My first stop for recipes was www.bbcgoodfood.com. I had used this website a lot in the past and it didn't disappoint for vegetarian recipes. Some of our favourites were; Cheesy leek and spinach pasta Indian butternut squash curry, and Baked asparagus risotto (this recipe is an oven bake risotto, so much easier, and you could easily mix up what veg you use and still get a really delicious dinner, its a firm favourite in our house).

Secondly, a friend bought us this recipe book, The very Veggie Family cookbook. It was a game changer, and I'm pretty sure it is responsible for us wanting to continue with meat free. As a self confessed fuss pot a good recipe book for me is one where I like the sound of about 20% of the recipes and on making some I still like about 10%. In this book 90% sounds great to me and I've yet to make a recipe from it that I haven't loved. There are also loads of tips about how to still get a balanced diet without meat and how to get kids eating better. It has actually helped reduce mealtime meltdowns. Buy it, buy it, buy it. 

Such a great recipe book. 

Such a great recipe book. 

As for meat substitutes, we actually stopped eating mince beef years ago and had been using a vegetarian alternative for a while. Mostly due to cost but also for our tight budget we really weren't getting very tasty mince and since we tend to cover it in a sauce like bolognese or chilli we didn't really notice when we made the switch. We tried Quorn mince, but, in my opinion, it was basically sawdust.. But Tesco do a delicious soya alternative, and in a sauce you really won't notice. Even the kids didn't notice, and they know when we just change brands!  I tried to avoid meat substitutes for lent as I really wanted to branch out and try new recipes, we did try Quorn pieces which were ok but didn't always work in chicken recipes, and we tried "facon" (fake bacon) it added some protein to the meal for the kids but it's an insult to bacon in my opinion. Considering the amazing recipes we managed to discover we didn't feel the need for substitutes at all, and still rarely use them.

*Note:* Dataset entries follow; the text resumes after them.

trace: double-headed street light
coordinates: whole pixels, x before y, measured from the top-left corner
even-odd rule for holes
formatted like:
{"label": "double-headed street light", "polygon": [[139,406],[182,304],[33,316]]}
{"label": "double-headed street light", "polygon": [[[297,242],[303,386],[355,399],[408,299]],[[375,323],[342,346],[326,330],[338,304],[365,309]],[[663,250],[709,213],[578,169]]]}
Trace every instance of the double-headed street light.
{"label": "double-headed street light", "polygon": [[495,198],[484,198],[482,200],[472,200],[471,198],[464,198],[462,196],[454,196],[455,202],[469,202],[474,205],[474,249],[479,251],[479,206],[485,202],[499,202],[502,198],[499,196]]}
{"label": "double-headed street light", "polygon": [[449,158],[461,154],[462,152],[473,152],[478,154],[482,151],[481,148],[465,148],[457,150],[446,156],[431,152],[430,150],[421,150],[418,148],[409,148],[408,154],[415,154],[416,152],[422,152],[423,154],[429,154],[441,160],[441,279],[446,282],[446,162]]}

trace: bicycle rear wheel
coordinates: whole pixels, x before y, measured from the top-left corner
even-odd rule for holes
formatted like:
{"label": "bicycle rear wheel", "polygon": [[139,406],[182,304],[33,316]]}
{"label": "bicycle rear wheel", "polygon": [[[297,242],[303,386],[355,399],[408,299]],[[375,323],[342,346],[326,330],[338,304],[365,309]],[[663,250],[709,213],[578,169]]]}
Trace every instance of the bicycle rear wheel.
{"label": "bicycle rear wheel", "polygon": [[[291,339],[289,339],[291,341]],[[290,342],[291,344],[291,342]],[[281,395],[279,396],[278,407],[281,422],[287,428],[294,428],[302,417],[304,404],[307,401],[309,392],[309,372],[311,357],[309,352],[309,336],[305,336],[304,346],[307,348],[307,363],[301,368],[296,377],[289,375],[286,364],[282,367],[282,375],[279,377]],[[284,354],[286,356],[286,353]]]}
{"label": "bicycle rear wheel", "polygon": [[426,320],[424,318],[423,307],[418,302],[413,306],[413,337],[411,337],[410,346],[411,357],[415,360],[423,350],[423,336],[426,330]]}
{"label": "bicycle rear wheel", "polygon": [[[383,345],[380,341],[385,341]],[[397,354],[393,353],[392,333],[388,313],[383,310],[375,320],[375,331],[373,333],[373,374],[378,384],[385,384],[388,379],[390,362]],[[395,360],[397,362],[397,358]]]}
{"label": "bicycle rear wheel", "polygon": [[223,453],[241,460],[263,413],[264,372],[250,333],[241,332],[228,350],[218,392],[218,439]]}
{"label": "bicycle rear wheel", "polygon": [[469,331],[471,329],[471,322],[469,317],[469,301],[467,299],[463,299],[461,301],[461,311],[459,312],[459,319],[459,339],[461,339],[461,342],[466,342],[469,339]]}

Since finishing lent and deciding to continue on this journey we have signed up for Riverford fruit and veg boxes. I shopped around but struggled to find a comparable, 100% organic, box that was well priced to compete with supermarkets. Plus they let you know what will be in your box a week before it is delivered, which hardly anywhere does. This has made the process so much easier and means I can plan lots of delicious veggie recipes based on what is being delivered. Saves me having to get too creative. And means we are now eating seasonably a lot more too, another issue i've often considered important but too difficult to think about. I would definitely recommend them, we are really enjoying having the deliveries.

This lovely cookbook came free with our second Riverford delivery.

This lovely cookbook came free with our second Riverford delivery.

There are so many issues in this world that we can feel strongly about, but it can leave us feeling overwhelmed and helpless. However, it doesn't have to be like that. You don't need to go all out like we did, just being aware of the issues and making a conscious decision to eat less meat is a great first step. So many people have said to us "they couldn't do that" but i'd like to think I've shown that it is possible, and with the right vegetables in your diet you can be even healthier than ever.

If you want to know anything else about our meat free lent that I haven't covered here, please feel free to ask in the comments. If you decide to make a change or have done already i'd love to hear how you've got on, and what does and doesn't work for you.